Lafadz المحيض dapat berarti masa/waktu haidl (zaman) dan bisa pula berarti tempat keluarnya darah haidl (makan). Namun dalam ayat tersebut menurut ulama’ diartikan tempat keluarnya darah haidl. Karena adanya qarinah haliyah yaitu bahwa orang-orang Arab pada masa turunnya ayat tersebut tetap menggauli istri-istrinya dalam waktu haidl. [17]Sehinnga yang dimaksud lafadz المحيض diatas adalah bukanlah waktu haidl akan tetapi larangan untuk istimta’ pada tempat keluarnya darah haidl (qubul).

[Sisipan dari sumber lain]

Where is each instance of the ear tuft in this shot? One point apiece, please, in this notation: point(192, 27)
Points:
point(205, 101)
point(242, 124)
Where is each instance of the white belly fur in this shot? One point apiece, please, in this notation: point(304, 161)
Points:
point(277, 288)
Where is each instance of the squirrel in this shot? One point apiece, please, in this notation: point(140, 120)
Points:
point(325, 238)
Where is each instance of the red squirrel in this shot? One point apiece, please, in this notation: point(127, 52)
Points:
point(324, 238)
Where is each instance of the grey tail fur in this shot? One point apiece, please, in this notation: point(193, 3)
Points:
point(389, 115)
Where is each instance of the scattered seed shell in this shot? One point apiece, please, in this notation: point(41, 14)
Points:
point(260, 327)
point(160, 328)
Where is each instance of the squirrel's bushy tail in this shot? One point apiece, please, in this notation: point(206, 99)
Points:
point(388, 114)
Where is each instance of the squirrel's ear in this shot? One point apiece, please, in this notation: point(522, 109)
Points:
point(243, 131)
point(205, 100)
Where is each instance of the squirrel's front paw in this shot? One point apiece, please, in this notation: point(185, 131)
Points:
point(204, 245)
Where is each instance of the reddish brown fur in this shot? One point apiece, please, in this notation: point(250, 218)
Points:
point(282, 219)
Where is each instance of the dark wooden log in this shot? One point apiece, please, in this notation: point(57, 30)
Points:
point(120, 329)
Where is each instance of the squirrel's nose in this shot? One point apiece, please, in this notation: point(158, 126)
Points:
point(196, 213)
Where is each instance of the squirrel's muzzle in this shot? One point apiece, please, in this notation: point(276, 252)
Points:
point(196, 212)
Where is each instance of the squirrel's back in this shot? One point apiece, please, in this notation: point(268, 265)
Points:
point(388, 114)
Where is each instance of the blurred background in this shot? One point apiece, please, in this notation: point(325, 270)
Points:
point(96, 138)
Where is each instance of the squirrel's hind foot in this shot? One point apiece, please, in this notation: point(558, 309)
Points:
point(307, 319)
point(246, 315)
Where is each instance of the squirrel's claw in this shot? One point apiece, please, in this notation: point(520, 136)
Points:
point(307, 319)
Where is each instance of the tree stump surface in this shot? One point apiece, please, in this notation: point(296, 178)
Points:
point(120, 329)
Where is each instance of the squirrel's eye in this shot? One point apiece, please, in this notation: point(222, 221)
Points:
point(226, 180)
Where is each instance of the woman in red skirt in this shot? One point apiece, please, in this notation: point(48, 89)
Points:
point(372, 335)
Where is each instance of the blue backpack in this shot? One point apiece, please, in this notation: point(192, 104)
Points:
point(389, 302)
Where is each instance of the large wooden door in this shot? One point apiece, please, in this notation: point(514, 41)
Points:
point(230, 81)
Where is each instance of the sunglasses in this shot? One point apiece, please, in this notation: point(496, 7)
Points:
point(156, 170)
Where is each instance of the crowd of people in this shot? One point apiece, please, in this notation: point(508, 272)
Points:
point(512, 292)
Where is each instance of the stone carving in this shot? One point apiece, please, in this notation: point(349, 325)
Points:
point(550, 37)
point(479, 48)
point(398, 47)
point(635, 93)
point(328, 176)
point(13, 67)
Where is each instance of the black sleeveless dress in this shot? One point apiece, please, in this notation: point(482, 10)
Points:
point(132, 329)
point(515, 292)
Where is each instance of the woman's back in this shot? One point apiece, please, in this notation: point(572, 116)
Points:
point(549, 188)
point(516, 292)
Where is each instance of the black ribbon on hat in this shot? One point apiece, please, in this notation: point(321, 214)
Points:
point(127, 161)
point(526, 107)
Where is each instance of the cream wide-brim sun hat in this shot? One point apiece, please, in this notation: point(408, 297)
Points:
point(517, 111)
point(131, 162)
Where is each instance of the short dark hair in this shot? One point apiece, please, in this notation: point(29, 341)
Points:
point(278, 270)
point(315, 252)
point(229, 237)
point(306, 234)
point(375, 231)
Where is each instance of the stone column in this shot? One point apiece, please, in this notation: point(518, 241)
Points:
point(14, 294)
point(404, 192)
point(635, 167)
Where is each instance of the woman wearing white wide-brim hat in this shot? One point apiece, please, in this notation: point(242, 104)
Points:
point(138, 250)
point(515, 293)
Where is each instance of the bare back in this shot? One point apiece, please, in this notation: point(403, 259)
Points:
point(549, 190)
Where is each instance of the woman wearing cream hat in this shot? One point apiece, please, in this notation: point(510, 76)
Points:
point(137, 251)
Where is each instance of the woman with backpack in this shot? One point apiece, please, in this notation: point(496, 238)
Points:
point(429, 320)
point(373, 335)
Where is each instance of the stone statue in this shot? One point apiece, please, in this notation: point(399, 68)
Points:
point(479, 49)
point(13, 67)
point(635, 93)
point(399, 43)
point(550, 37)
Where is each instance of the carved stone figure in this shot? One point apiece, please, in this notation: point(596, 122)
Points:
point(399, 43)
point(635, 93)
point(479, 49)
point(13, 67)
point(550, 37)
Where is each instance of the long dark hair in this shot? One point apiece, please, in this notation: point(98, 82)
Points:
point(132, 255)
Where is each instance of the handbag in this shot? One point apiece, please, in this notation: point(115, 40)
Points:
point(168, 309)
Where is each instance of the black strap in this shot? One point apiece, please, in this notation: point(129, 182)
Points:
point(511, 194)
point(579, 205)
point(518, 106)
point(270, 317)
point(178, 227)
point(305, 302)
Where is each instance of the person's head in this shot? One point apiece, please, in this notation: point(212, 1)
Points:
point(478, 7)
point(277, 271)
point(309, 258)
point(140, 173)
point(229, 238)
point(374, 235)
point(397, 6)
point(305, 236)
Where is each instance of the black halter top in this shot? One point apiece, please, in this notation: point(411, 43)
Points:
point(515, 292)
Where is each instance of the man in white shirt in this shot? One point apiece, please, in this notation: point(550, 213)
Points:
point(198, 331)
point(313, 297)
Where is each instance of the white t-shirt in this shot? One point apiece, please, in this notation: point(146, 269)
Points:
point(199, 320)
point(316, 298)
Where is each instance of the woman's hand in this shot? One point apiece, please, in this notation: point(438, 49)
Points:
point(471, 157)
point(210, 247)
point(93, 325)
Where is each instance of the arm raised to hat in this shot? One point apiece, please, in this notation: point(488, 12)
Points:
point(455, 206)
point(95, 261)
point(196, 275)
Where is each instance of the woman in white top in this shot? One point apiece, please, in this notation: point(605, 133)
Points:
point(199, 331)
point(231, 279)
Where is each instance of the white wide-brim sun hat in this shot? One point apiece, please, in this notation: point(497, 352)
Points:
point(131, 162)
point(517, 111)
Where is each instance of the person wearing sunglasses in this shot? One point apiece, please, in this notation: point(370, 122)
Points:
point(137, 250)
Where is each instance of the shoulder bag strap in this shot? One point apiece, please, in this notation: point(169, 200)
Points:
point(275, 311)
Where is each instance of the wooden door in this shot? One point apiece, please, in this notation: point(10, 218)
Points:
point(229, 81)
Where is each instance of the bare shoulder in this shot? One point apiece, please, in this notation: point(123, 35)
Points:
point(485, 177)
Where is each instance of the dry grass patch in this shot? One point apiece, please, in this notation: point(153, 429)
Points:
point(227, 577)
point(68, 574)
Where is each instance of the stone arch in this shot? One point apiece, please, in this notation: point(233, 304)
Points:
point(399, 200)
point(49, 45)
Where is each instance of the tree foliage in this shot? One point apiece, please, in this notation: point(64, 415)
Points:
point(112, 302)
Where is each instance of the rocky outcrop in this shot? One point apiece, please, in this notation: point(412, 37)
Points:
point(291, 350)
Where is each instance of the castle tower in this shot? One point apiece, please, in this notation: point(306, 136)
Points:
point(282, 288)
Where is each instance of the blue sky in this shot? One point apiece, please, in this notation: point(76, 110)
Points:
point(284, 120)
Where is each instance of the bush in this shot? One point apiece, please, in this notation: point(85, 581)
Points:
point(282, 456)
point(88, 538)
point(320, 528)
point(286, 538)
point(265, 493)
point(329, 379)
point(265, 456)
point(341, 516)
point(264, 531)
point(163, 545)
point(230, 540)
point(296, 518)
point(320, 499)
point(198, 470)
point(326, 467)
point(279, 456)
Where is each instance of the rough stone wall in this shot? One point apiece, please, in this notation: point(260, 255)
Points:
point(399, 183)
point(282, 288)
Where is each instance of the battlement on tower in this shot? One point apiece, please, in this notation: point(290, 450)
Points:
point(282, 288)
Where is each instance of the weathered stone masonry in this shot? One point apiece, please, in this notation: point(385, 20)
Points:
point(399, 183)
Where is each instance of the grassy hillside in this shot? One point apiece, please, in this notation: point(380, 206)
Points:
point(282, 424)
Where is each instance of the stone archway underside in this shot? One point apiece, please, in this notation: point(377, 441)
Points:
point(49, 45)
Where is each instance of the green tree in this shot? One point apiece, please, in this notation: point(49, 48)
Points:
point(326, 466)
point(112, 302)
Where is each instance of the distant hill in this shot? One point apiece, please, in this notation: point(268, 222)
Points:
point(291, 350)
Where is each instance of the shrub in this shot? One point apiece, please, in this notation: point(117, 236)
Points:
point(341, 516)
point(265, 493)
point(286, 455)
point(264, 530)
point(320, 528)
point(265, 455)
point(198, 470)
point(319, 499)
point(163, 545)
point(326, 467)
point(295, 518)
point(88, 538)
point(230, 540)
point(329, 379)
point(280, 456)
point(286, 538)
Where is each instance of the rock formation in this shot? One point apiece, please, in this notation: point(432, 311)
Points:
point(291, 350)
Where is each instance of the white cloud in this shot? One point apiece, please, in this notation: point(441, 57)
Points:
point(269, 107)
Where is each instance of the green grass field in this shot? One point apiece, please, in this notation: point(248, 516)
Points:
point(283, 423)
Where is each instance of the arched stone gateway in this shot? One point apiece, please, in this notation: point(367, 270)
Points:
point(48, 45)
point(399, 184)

e. Musytarak  Dalam Al qur`an


Ia merupakan salah satu istilah yang banyak disebut dalam al-Qur’an dan tergolong kedalam lafadz musytarak (memiliki arti dan makna yang beragam) diantaranya lafadz itu disebutkan dalam surat Al-Baqarah ayat 157;
أُولَـئِكَ عَلَيْهِمْ صَلَوَاتٌ مِّن رَّبِّهِمْ وَرَحْمَةٌ وَأُولَـئِكَ هُمُ الْمُهْتَدُونَ
Mereka itulah yang mendapat keberkatan yang sempurna dan rahmat dari Tuhan mereka, dan mereka itulah orang-orang yang mendapat petunjuk.(Al-Baqarah 2:157)

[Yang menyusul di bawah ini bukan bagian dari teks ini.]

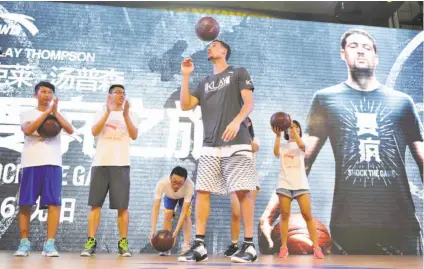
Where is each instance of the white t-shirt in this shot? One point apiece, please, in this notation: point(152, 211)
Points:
point(38, 150)
point(164, 186)
point(292, 167)
point(256, 140)
point(113, 145)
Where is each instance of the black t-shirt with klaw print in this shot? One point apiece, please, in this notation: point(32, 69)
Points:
point(369, 133)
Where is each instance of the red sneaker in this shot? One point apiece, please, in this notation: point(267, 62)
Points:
point(318, 253)
point(284, 252)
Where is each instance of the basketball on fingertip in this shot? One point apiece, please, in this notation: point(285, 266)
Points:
point(207, 29)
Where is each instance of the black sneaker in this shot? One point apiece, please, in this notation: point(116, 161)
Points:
point(197, 253)
point(232, 249)
point(246, 254)
point(89, 247)
point(123, 248)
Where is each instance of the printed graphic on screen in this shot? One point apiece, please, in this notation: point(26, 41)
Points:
point(364, 166)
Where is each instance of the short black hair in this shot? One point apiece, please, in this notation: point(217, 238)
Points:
point(115, 86)
point(359, 32)
point(179, 171)
point(286, 132)
point(226, 46)
point(44, 84)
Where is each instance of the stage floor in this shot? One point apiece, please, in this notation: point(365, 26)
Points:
point(151, 261)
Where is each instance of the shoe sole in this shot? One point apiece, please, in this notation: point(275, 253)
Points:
point(181, 260)
point(240, 260)
point(87, 254)
point(21, 255)
point(50, 255)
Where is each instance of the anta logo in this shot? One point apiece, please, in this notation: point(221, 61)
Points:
point(211, 87)
point(14, 23)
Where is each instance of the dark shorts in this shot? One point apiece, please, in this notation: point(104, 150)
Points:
point(169, 204)
point(112, 179)
point(291, 193)
point(44, 181)
point(376, 241)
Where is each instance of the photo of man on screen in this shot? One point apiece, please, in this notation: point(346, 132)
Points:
point(369, 127)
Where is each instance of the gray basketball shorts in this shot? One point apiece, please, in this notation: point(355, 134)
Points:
point(112, 179)
point(226, 169)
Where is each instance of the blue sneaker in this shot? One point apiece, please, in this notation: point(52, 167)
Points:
point(24, 248)
point(49, 249)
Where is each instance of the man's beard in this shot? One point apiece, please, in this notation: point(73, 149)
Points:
point(361, 73)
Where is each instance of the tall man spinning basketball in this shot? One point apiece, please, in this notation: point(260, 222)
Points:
point(226, 161)
point(369, 127)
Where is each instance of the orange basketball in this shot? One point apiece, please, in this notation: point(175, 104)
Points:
point(298, 240)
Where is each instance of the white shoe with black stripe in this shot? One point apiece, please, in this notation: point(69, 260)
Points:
point(246, 254)
point(197, 253)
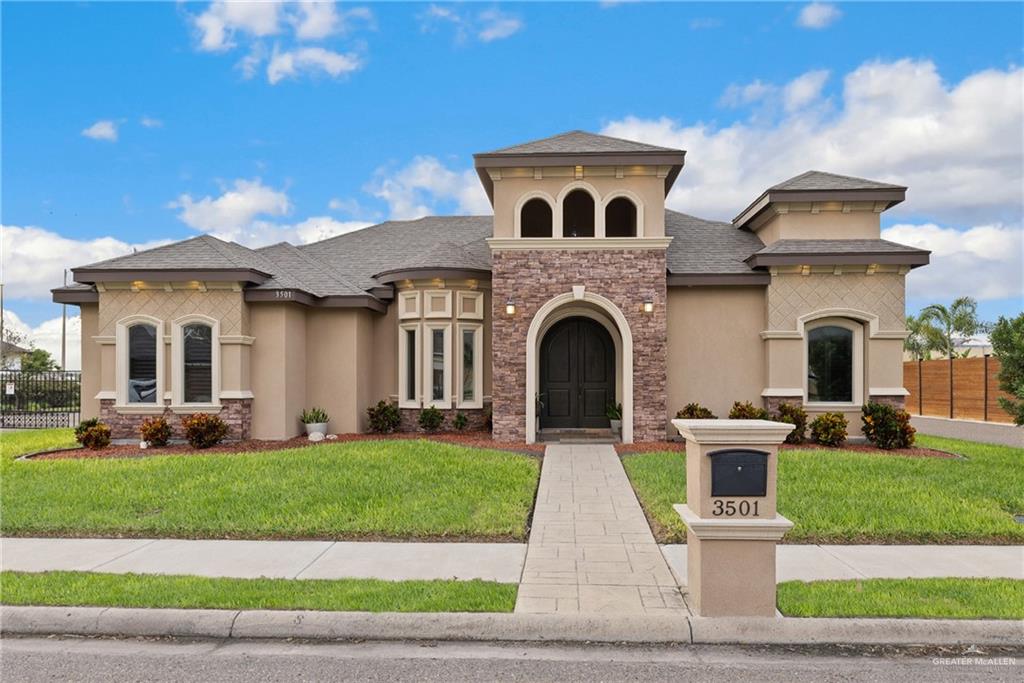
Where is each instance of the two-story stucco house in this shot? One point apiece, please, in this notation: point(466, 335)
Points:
point(581, 290)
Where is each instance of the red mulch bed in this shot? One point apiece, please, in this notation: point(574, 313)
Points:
point(660, 446)
point(476, 439)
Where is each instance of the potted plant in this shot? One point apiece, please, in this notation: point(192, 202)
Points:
point(614, 415)
point(315, 420)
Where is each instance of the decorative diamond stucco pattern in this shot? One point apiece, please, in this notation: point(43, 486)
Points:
point(223, 305)
point(791, 296)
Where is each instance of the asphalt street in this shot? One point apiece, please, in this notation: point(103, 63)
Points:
point(108, 659)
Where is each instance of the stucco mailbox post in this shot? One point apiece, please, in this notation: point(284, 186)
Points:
point(731, 522)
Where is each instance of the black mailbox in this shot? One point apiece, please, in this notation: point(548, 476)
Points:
point(738, 472)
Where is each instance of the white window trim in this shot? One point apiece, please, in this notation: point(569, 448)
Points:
point(404, 296)
point(461, 296)
point(477, 330)
point(178, 361)
point(858, 361)
point(402, 357)
point(121, 364)
point(445, 400)
point(428, 295)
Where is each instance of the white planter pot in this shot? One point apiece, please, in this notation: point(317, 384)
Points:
point(320, 427)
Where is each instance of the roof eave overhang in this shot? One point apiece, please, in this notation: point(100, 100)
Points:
point(719, 280)
point(398, 274)
point(675, 160)
point(92, 275)
point(912, 259)
point(890, 197)
point(306, 299)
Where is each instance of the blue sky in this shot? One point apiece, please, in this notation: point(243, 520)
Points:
point(133, 123)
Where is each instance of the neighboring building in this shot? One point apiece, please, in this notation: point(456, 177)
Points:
point(581, 290)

Namun umumnya kalau kita mencermati al-Qur’an terjemahan bahasa Indonesia yang beredar, lafadz (رَحْمَة) sedikit sekali diterjemahkan dan umumnya lafadz itu menjadi sebuah istilah umum atau baku. Dalam Al-Qur’an digital versi 3.1 yang berafiliasi ke terjemahan DEPAG, lafadz (رَحْمَة) disebut 75 kali dan diterjemahkan dengan terjemah “kasih sayang” hanya 5 ayat (6:12,64, 17:24, 30:21, 57:27, 90:17) dan sisanya tidak diterjemahkan, sebagaimana tersebut dalam surat Al-An’am ayat 12 dan 133;
قُل لِّمَن مَّا فِي السَّمَاوَاتِ وَالأَرْضِ قُل لِلّهِ كَتَبَ عَلَى نَفْسِهِ الرَّحْمَةَ لَيَجْمَعَنَّكُمْ إِلَى يَوْمِ الْقِيَامَةِ لاَ رَيْبَ فِيهِ الَّذِينَ خَسِرُواْ أَنفُسَهُمْ فَهُمْ لاَ يُؤْمِنُونَ
Katakanlah: "Kepunyaan siapakah apa yang ada di langit dan di bumi?" Katakanlah: "Kepunyaan Allah". Dia telah menetapkan atas diri-Nya kasih sayang. Dia sungguh-sungguh akan menghimpun kamu pada hari kiamat yang tidak ada keraguan terhadapnya. Orang-orang yang merugikan dirinya, mereka itu tidak beriman.(al-An’am 6:12)
وَرَبُّكَ الْغَنِيُّ ذُو الرَّحْمَةِ إِن يَشَأْ يُذْهِبْكُمْ وَيَسْتَخْلِفْ مِن بَعْدِكُم مَّا يَشَاءُ كَمَا أَنشَأَكُم مِّن ذُرِّيَّةِ قَوْمٍ آخَرِينَ
Dan Tuhanmu Maha Kaya, lagi mempunyai rahmat. Jika Dia menghendaki niscaya Dia memusnahkan kamu dan menggantimu dengan siapa yang dikehendaki-Nya setelah kamu (musnah), sebagaimana Dia telah menjadikan kamu dari keturunan orang-orang lain. (Al-An’am 6:133)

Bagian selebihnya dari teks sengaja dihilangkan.